Nunca começava uma conversa telefônica com alô.
— Desculpa, não era minha intenção. Você sabe que eu só ligo quando preciso.
— Sei, é a única pessoa que me faz interromper um jogo no primeiro toque. O que aconteceu? Dá última vez que você me ligou tarde assim me pediu para desativar os semáforos da cidade.
— Então... Aconteceu umas coisas... Preciso de uma ligação internacional não rastreável. Você consegue?
— Facinho. Pra onde você quer ligar?
— Portuária. Mas é você quem vai ligar. Preciso focar em algo aqui.
—Ahn... Certo. E o que eu digo pra quem atender?
Quatro homens aproximavam-se agora da porta. Um deles colocou a mão no vidro, mas logo a retirou sentindo a ardência do banimento.
— Fala que eu pedi pra você ligar e diga que o Balrog passou — instruiu Raiane.
— Balrog? O que isso quer dizer.
— Quem atender vai entender. Pode fazer isso rápido?
— Me passa o número que eu já resolvo.
Raiane ditou o número.
— Tá tudo bem, Rai? — indagou Hugo do outro lado da linha. Ela notou a preocupação na voz do garoto e sorriu.
— Vai ficar. Faz a ligação. E não esquece de fazer suas lições de casa.
— Já tá feito!
Se despediram e encerraram a chamada.
Raiane calculou mentalmente a distância entre Portuária e o Brasil. Se os irmãos saíssem de lá assim que recebessem a ligação e considerando que conseguissem um voo de última hora, levariam no mínimo entre sete e oito horas para chegar até ela.

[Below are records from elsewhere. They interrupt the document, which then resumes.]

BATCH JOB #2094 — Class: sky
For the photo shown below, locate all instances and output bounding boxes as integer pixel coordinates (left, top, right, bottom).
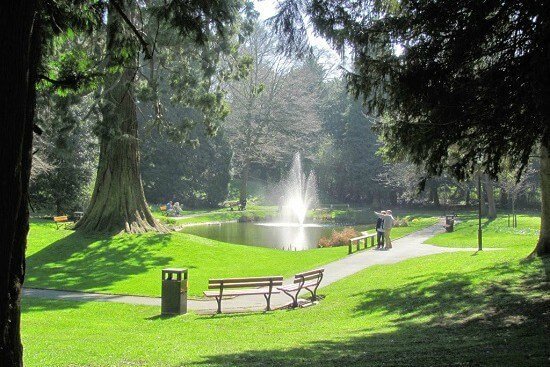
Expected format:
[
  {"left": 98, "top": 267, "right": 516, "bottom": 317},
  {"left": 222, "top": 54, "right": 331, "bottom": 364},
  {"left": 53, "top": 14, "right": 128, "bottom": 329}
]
[{"left": 254, "top": 0, "right": 340, "bottom": 74}]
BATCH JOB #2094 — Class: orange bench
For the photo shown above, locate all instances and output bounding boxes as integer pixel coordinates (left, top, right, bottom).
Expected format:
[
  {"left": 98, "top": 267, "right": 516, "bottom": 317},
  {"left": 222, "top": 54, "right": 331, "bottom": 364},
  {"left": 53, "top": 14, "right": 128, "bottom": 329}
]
[{"left": 53, "top": 215, "right": 69, "bottom": 229}]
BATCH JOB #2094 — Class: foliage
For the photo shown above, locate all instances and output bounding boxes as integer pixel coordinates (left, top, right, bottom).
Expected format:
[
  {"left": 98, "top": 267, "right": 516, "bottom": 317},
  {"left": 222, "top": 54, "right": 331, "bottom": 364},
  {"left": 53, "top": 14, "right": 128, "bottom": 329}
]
[
  {"left": 140, "top": 127, "right": 231, "bottom": 208},
  {"left": 30, "top": 94, "right": 97, "bottom": 214},
  {"left": 315, "top": 79, "right": 389, "bottom": 206},
  {"left": 274, "top": 0, "right": 550, "bottom": 178},
  {"left": 225, "top": 23, "right": 323, "bottom": 207}
]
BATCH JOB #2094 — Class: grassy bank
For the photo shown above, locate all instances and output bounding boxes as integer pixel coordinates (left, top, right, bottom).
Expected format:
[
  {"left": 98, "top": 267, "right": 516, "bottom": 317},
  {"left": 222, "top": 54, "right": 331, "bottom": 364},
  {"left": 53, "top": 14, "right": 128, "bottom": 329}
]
[
  {"left": 23, "top": 237, "right": 550, "bottom": 367},
  {"left": 25, "top": 221, "right": 347, "bottom": 296},
  {"left": 427, "top": 214, "right": 540, "bottom": 250}
]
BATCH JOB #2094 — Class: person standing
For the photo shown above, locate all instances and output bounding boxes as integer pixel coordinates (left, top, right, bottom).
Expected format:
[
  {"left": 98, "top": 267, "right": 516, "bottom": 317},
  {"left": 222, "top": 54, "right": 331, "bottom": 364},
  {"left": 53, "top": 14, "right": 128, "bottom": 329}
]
[
  {"left": 374, "top": 210, "right": 394, "bottom": 250},
  {"left": 376, "top": 211, "right": 386, "bottom": 250}
]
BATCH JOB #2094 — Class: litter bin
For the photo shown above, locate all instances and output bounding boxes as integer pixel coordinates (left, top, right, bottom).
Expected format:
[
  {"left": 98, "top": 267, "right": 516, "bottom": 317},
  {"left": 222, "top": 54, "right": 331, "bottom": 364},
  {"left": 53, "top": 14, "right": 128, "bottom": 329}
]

Guardou o livro dentro do cofre que ficava oculto pela última gaveta do balcão. Lá do lado de fora, mais demônios chegavam. Reconheceu algumas figuras políticas e influencers locais entre eles. Alguns apenas ficaram parados lá encarando, outros tentavam encontrar brechas nos encantamentos.
Era hora de revisar os sigilos e traçar outros. A noite prometia ser longa.